Why Environmental Biomarkers Work: Transcriptome-Proteome Correlations and Modeling of Multi-Stressor Experiments in the Marine Bacterium Trichodesmium

Ocean microbial communities are important contributors to the global biogeochemical reactions that sustain life on Earth. The factors controlling these communities are being increasingly explored through the use of metatranscriptomic and metaproteomic environmental biomarkers, despite ongoing uncertainty about the coherence between RNA and protein signals. Using published proteomes and transcriptomes from the abundant colony-forming cyanobacterium Trichodesmium (strain T. erythraeum IMS101) grown under varying Fe and/or P limitation and/or co-limitation in low and high CO2, we observed robust correlations of stress induced proteins and RNAs (i.e., those involved in transport and homeostasis) that can yield useful information on nutrient status under low and/or high CO2. Conversely, transcriptional and translational correlations of many other central metabolism pathways exhibit broad discordance.

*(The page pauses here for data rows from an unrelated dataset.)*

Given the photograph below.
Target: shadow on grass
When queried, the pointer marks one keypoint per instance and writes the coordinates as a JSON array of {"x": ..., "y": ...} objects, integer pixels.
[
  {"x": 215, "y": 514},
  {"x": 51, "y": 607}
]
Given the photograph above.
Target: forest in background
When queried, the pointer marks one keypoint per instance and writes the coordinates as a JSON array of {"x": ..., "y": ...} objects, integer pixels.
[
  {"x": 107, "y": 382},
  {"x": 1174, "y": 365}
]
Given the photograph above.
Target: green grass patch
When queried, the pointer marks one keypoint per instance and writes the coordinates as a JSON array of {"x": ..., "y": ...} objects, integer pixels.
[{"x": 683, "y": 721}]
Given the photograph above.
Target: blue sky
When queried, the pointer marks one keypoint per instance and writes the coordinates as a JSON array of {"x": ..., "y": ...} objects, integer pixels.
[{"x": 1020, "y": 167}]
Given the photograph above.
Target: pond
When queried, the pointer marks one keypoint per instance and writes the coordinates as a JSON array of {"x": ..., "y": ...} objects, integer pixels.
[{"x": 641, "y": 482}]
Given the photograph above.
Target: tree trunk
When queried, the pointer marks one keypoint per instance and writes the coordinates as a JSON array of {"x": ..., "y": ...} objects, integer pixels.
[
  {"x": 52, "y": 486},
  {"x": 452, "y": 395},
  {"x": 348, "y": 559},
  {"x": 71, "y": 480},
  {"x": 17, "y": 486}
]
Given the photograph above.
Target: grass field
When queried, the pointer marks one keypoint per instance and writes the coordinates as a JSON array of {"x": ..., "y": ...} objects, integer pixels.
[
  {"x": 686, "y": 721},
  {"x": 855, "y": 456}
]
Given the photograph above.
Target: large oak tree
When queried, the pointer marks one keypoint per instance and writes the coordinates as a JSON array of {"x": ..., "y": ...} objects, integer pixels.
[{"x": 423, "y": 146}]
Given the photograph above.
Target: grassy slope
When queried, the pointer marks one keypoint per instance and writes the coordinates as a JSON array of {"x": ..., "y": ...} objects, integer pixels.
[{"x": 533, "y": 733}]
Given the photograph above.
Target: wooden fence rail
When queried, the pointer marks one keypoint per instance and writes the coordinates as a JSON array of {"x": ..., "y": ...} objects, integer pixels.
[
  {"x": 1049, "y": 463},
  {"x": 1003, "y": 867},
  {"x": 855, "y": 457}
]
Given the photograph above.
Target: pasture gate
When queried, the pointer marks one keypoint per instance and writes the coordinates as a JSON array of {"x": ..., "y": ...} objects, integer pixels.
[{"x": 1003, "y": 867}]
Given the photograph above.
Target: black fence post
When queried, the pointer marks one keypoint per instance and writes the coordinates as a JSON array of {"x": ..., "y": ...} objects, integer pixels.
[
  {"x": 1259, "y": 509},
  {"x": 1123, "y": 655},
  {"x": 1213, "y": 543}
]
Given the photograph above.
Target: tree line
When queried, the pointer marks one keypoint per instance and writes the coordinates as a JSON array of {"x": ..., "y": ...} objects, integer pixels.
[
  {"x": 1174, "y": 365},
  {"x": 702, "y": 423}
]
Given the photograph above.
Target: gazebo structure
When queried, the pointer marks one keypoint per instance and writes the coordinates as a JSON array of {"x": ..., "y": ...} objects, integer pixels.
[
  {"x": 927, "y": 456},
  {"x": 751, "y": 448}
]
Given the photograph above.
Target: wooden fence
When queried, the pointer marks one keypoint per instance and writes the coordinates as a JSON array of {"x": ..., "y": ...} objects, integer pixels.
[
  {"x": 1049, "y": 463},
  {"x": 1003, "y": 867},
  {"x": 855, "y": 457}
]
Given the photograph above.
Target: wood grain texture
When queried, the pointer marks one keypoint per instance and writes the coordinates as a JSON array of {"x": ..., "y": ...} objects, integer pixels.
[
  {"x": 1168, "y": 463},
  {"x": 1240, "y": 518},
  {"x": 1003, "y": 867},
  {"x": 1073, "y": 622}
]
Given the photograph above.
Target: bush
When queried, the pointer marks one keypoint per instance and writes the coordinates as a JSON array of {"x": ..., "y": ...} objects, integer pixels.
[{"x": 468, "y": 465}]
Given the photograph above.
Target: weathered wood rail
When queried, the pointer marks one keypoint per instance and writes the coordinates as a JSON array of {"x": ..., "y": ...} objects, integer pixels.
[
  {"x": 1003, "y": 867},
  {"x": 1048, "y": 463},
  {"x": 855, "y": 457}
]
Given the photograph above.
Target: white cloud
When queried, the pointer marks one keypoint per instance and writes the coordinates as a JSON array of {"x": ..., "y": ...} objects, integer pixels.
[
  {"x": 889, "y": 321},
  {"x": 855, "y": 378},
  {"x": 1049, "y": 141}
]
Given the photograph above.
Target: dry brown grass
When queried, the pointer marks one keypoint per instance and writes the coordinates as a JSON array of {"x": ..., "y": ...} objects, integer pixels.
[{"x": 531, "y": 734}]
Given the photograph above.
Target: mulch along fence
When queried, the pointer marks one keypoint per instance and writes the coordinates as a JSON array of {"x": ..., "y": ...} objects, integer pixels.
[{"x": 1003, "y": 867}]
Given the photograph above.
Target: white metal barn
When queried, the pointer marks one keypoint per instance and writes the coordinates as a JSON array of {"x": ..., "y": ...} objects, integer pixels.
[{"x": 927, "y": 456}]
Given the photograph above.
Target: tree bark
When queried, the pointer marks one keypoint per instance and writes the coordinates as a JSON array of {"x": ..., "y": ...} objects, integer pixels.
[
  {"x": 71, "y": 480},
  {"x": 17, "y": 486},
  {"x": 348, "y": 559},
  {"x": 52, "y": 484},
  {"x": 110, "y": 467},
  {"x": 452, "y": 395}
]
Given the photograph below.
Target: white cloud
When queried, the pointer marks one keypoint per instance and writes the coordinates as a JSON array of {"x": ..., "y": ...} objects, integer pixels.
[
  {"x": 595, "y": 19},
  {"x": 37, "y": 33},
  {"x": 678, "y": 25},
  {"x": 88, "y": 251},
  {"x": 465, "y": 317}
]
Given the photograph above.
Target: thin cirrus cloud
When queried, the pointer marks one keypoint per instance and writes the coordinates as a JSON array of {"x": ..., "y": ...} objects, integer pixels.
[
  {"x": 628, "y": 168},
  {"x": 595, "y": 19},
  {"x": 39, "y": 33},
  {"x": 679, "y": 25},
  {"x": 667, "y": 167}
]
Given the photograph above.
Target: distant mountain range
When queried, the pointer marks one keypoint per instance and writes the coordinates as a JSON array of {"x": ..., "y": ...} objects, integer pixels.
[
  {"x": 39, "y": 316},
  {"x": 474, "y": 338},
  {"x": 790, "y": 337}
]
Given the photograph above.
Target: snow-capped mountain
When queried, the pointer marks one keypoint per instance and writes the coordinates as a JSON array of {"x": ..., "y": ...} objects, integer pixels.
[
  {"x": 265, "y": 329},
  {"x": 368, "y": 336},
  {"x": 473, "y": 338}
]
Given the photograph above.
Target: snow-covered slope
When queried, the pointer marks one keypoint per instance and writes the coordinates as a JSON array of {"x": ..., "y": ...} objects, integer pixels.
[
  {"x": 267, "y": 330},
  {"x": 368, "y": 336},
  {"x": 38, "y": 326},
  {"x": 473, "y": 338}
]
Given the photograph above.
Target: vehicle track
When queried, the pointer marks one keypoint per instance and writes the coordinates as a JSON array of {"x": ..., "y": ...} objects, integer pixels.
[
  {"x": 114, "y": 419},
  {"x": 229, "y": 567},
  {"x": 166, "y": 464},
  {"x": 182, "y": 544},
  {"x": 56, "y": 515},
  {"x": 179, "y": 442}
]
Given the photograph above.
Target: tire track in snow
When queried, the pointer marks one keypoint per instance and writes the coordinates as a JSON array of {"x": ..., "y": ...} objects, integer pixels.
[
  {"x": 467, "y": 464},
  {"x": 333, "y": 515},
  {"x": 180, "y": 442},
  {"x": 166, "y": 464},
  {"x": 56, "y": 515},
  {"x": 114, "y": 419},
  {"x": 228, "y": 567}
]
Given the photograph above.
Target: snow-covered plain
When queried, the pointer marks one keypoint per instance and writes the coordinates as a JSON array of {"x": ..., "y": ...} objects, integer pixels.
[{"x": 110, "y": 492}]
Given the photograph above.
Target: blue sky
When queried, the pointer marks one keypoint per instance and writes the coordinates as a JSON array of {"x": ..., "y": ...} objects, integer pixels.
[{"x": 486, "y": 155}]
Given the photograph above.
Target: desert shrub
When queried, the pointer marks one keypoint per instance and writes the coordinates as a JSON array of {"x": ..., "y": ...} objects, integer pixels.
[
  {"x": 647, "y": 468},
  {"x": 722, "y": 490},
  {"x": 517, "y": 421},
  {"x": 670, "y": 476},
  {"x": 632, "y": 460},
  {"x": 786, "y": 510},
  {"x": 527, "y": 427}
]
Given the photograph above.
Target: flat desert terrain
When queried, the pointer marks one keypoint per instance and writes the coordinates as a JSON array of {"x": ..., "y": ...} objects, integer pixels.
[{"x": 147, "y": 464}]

A cellular RNA and protein production/degradation model demonstrates how biomolecules with small initial inventories, such as environmentally responsive proteins, can achieve large increases in fold-change units, as opposed to those with higher basal expression and inventory such as metabolic systems. Microbial cells, due to their close proximity to the environment, tend to show large adaptive responses to environmental stimuli in both RNA and protein that result in transcript-protein correlations. These observations and model results demonstrate a multi-omic coherence for environmental biomarkers and provide the underlying mechanism for those observations, supporting the promise for global application in detecting responses to environmental stimuli in a changing ocean.